Various bloggers are talking about who should be the new managing director of the International Monetary Fund. Here’s my nominee: nobody. The IMF should be abolished. I came across an article I wrote in Canada’s Financial Post in 1999. I think it still holds up. Some excerpts:

Even if the Mexican bailout had been a success in this broader sense, the IMF subsidy sent, and other bailouts are sending, two bad signals. First: If you’re a government official who screws up your economy enough, the IMF will bail you out. Just this week, for example, the IMF loaned another $4.5-billion to the Russian government, $1.9-billion of which will be used to pay back an earlier IMF loan. The new loan was made contingent on Russian parliamentary approval of a package of new laws. Some of the laws, ironically, will increase taxes on Russians, as if what a formerly communist country needs to get its house in order is to tax its people more. The second signal the IMF bailouts send is to investors, who will make much riskier investments than otherwise because the downside is covered. Investors are saying, in essence, “heads I win, tails I break even.” Neither foreign governments nor investors are missing that signal.

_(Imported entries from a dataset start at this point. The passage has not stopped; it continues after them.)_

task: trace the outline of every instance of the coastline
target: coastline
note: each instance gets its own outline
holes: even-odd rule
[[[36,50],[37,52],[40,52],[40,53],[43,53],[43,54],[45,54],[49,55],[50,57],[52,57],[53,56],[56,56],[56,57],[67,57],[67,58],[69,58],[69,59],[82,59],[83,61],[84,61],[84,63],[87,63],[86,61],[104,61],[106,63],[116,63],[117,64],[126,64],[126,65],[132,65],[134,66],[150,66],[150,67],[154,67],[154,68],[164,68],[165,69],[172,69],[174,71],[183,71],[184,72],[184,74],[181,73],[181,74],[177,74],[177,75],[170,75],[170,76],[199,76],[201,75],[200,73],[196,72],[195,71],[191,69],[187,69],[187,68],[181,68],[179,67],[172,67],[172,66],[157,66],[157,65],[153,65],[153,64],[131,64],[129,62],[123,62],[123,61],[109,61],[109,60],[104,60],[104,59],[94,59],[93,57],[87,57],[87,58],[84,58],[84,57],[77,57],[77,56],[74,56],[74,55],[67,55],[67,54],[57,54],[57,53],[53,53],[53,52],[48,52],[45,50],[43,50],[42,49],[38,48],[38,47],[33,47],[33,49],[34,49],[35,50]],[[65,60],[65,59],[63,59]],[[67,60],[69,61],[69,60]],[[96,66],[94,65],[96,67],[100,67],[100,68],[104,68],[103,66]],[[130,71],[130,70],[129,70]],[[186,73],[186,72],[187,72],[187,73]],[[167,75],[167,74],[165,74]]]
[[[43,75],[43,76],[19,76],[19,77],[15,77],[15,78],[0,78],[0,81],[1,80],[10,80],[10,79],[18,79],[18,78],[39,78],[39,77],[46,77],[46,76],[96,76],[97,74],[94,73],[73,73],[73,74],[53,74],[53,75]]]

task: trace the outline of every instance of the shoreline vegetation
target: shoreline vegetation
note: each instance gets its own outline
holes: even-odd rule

In a recent Fortune article, MIT economist Paul Krugman minimized the IMF’s harmful effect because it has “very little actual money.” But apply that same reasoning to the 1980s U.S. savings and loan crisis. Just as the IMF subsidizes investors’ downside risk, the Federal Savings and Loan Insurance Corp.’s (FSLIC) deposit insurance gave depositors zero incentive to monitor the S&Ls’ loan portfolios. In 1983, shortly before the S&L crisis was at its worst (in the end, it cost more than $175-billion in present-value terms), the FSLIC had only about $6.4-billion in the kitty. By Mr. Krugman’s reasoning, the S&L crisis didn’t happen. Think of the IMF as a giant FSLIC. The crucial factor is not the IMF’s funds at any point in time, but how much more it can get. Just recently, the U.S. government gave it $18-billion.

And:

Last year, when Russian official Anatoly Chubais bragged to the Russian press that he had “conned” the IMF and its chief negotiator, Stanley Fischer, none of us taxpayers who paid the price could legally take action against Mr. Fischer. He wasn’t fired, and he and the IMF have continued to make loans. An even greater “moral hazard” than is implicit in IMF loans is the moral hazard in giving such power to a small group of people. Their power must end.